It is known that the volume of liquid flowing from a vessel having a fluctuating liquid level therein through an opening in the vicinity of the base of the vessel is not constant over a period of time, but varies proportionally to the square root of the height of the liquid level in the vessel. In many cases it is desirable to maintain a continuous liquid discharge from a vessel or tank that is constant over a period of time, regardless of the varying height of the liquid level. Examples of this are storm water retention tanks, located ahead of waste water treatment plants and adapted to store quantities of waste water which increase considerably under storm weather conditions and thus exceed the capacity of the treatment plant. Depending on the volume of rainfall, the liquid level in such storm water retention tanks can fluctuate greatly and at the same time, the liquid from the tank is to be discharged at a level as constant as possible into the treatment plant, according to the maximum capacity of the plant.
The discharge of liquid at a constant level over a time period from the vicinity of the surface of the liquid in a tank can be effected by a floating inlet following the fluctuations in the liquid level. However, in the case of storm water retention tanks and in many other cases it is necessary to locate the liquid discharge as low as possible in the vicinity of the base of the tank. For such cases it is known that valve control devices such a butterfly valves, butterfly flaps, pneumatic valves or the like, can be located in the discharge pipe. These are controlled by floats or other control members, depending on the liquid level in the tank, and provide a constant discharge quantity over a time period by relative variation of the flow cross section of the discharge pipe.

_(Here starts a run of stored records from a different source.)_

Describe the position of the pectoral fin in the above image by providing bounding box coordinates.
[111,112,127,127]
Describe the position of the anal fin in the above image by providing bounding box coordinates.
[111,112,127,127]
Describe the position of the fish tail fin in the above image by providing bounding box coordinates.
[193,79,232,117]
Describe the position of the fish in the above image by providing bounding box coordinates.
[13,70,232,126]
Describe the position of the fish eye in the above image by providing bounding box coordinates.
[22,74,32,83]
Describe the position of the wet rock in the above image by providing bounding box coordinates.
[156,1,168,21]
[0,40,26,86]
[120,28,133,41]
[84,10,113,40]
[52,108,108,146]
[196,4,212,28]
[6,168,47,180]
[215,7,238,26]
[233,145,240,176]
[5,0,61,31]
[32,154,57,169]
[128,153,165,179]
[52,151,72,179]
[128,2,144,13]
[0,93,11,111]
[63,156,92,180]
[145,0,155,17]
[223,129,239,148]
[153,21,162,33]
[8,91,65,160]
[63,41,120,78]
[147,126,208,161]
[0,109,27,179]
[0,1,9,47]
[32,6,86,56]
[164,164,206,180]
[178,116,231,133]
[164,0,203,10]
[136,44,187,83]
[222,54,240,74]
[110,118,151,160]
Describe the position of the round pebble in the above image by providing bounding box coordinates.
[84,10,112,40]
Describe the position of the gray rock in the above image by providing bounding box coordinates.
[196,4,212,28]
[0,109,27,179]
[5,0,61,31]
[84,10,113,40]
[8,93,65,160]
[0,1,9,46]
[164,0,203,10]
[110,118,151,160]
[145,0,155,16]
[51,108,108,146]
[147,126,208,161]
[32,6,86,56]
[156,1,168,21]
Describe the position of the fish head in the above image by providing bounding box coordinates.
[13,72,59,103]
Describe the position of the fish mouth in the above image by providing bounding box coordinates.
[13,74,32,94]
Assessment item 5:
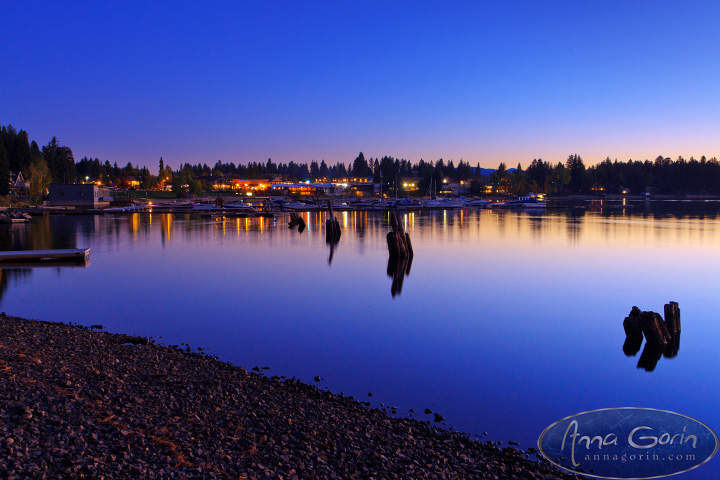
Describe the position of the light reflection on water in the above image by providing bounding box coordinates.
[0,205,720,478]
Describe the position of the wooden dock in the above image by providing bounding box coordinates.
[0,248,90,263]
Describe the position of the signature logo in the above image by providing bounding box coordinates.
[538,407,718,479]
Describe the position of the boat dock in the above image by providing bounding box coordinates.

Difficulties have been encountered with these devices due to the fact that the control is relatively inaccurate as it is difficult to achieve a variation of the flow cross section, proportional to the square root of the liquid height in the tank. Also, the fluctuating friction and vortex losses in the pipe and in the butterfly valve control device are very difficult to calculate. In addition, butterfly valve control devices are subject to wear and blockage due to pollutants in the waste water. Furthermore, such prior art devices are often very expensive, especially if precise electrically controlled butterfly units are used.